The thing about Haydn: when he wrote most of his music, there was no Beethoven, and even toward the end, as one professor puts it, for the most part "Beethoven wasn't Beethoven yet." In his own way, Haydn was pushing the boundaries, but the boundaries were the rather drab ones he inherited from the Galant era, not what they would be after that wild-haired bomb-thrower from Bonn got done with them. I guess one way to put it would be that Beethoven overturned lots of the rules, but first we needed Haydn to set those rules up in the first place. Right from my very earliest days of listening to classical music, when I was a tyke playing my parents' little collection of LPs, I've always loved Haydn's syms., or at least the ones from the second half of his career (the early ones to this day aren't recorded all that often, and in the 1960s the chances of one turning up in the a typical casual music loving homeowner's collection outside the major metropolitan areas was about as high as those of finding a workable oil well in the back yard, next to the kids' swing set).
Oh, of course, but I cannot go back to Haydn's time and listen to those works in historical context. And as it is, I started with Beethoven's symphonies, something I now see as a great disadvantage, since he was and is my favorite composer, the one who best expresses how I feel music should be, how I would write it, if I could. I have heard that many of the composers that followed Beethoven felt the same way. I once told my music professor, after he played an excerpt from a romantic composer, that it sounded like Beethoven, thinking that was a bad thing, far better to be unique, right? My professor assured me that the composer would have been very flattered to hear that said about his music. And of course, there are the stories about how hard it was for Brahms to follow in Beethoven's footsteps.

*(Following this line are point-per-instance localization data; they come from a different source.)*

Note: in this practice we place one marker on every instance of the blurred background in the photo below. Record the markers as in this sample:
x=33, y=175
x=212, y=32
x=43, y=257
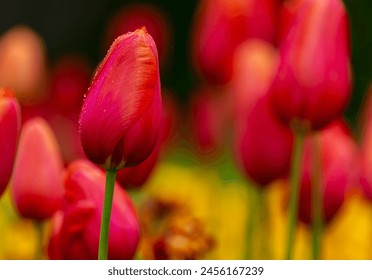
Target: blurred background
x=207, y=200
x=79, y=26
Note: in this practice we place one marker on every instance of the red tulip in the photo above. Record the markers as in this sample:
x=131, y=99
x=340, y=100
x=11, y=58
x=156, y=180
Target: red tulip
x=287, y=12
x=10, y=122
x=313, y=81
x=76, y=227
x=221, y=26
x=338, y=171
x=37, y=178
x=255, y=63
x=69, y=81
x=121, y=114
x=135, y=16
x=263, y=144
x=136, y=176
x=210, y=113
x=366, y=148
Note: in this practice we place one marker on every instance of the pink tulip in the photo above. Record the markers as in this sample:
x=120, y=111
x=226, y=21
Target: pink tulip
x=37, y=178
x=136, y=176
x=75, y=231
x=338, y=153
x=121, y=114
x=313, y=81
x=10, y=122
x=23, y=64
x=135, y=16
x=263, y=144
x=365, y=155
x=287, y=13
x=221, y=26
x=70, y=78
x=210, y=116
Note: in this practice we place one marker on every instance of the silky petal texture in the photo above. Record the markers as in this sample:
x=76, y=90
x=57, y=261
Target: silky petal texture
x=10, y=122
x=77, y=236
x=122, y=110
x=70, y=79
x=313, y=82
x=134, y=16
x=338, y=170
x=265, y=145
x=210, y=114
x=221, y=26
x=255, y=63
x=37, y=188
x=136, y=176
x=365, y=153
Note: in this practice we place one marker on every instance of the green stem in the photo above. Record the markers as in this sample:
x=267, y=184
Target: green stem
x=263, y=219
x=294, y=191
x=39, y=242
x=106, y=214
x=252, y=221
x=317, y=198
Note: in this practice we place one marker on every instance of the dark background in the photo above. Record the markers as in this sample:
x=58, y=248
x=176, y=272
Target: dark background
x=78, y=26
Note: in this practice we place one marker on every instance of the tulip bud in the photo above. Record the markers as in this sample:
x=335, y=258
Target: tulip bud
x=263, y=144
x=121, y=114
x=134, y=16
x=221, y=26
x=136, y=176
x=338, y=153
x=210, y=113
x=75, y=233
x=313, y=81
x=366, y=148
x=287, y=14
x=10, y=122
x=37, y=178
x=69, y=80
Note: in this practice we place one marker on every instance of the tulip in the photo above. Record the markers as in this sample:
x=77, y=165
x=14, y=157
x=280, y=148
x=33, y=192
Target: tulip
x=121, y=114
x=37, y=177
x=70, y=78
x=221, y=26
x=313, y=81
x=23, y=64
x=287, y=14
x=10, y=122
x=338, y=153
x=210, y=113
x=136, y=176
x=263, y=144
x=365, y=156
x=134, y=16
x=170, y=120
x=76, y=228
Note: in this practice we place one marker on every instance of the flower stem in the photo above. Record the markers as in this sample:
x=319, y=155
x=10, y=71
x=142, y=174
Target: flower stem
x=252, y=221
x=39, y=247
x=264, y=224
x=294, y=191
x=106, y=214
x=316, y=199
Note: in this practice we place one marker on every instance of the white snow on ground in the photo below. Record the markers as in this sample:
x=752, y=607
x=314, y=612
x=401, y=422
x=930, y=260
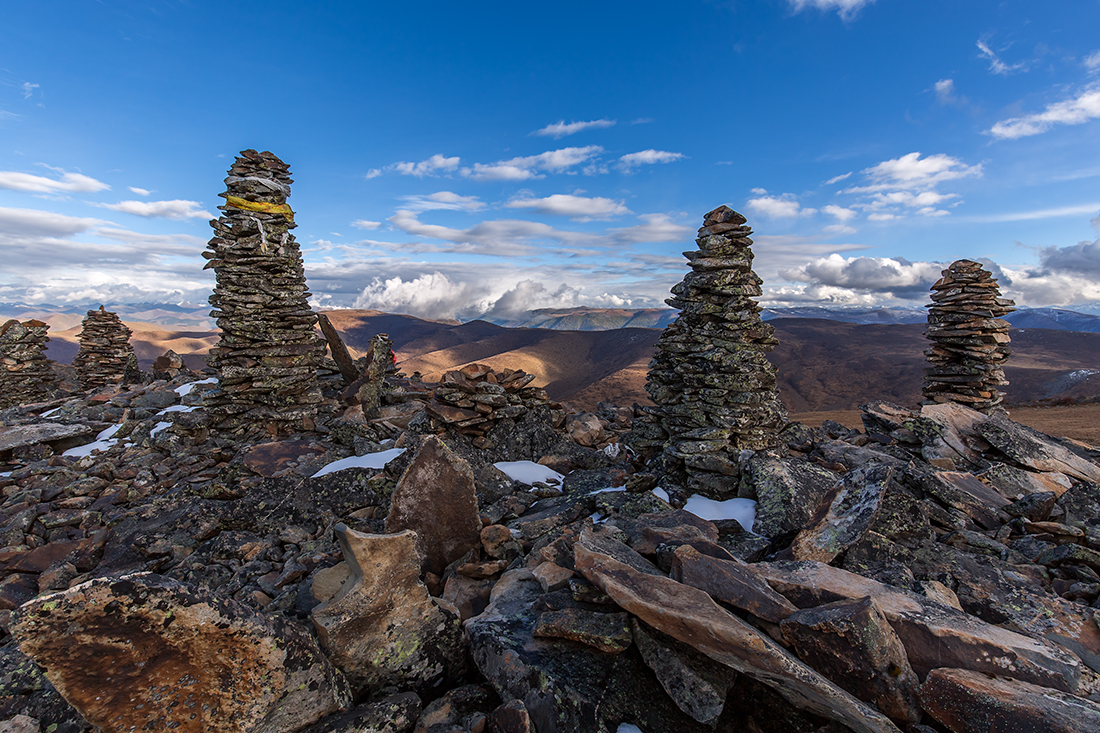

It's kinda like taking over for Michael Jordan after he retired. An impossible task.
Now playing: Maurice Ravel – Sonate posthume for violin and piano, Tzigane — Rapsodie de concert for violin and piano George Enescu – Impressions d'enfance Op.28 for violin and piano, Sonata No.3 for violin and piano A minor Op.25 — Leonidas Kavakos (violin), Péter Nagy (Piano) (ECM New Series) Nice library find for $2 (sealed).
My dog walked across my keyboard while the iTunes album cover screen saver was active. It triggered the launch of this CD, one I had not played in a while. This is magnificent, and deserving of the Amazon reviews that the cognoscenti have given it.
Now on the turntable, "Hanz Werner Henze - 2 Concertos for Piano and Orchestra" performed by Christoph Eschenbach with the London Philharmonic Orchestra led by Hanz Werner Henze on DG.
Now on the turntable, record 2 from "Brahms - Sonatas for Violin and Piano Nos. 1-3/Franck - Sonata for Violin and Piano" performed by Anne-Sophie Mutter and Alexis Weissenberg on Angel. Brahms No. 3 & Franck
This new recording has received some very polarized reviews: critics either love it or hate it! I haven't quite made up my mind yet. Sure, there are staggering feats of virtuosity (which I can assure you she couldn't pull off in concert so cleanly having seen her live and watched some videos)--I'll have to listen to it again without a crushing headache to see if it's a keeper. Good but rather bright sound. Oh...the liner notes consist of one of the most pretentious interviews I've yet read, along with some very alluring glamor shots of her.
There aren't two Piano Concertos...just the 2nd Piano Concerto! I've always liked that cover--it probably symbolizes the exhausted pianist after playing the piece! (I like it, too.)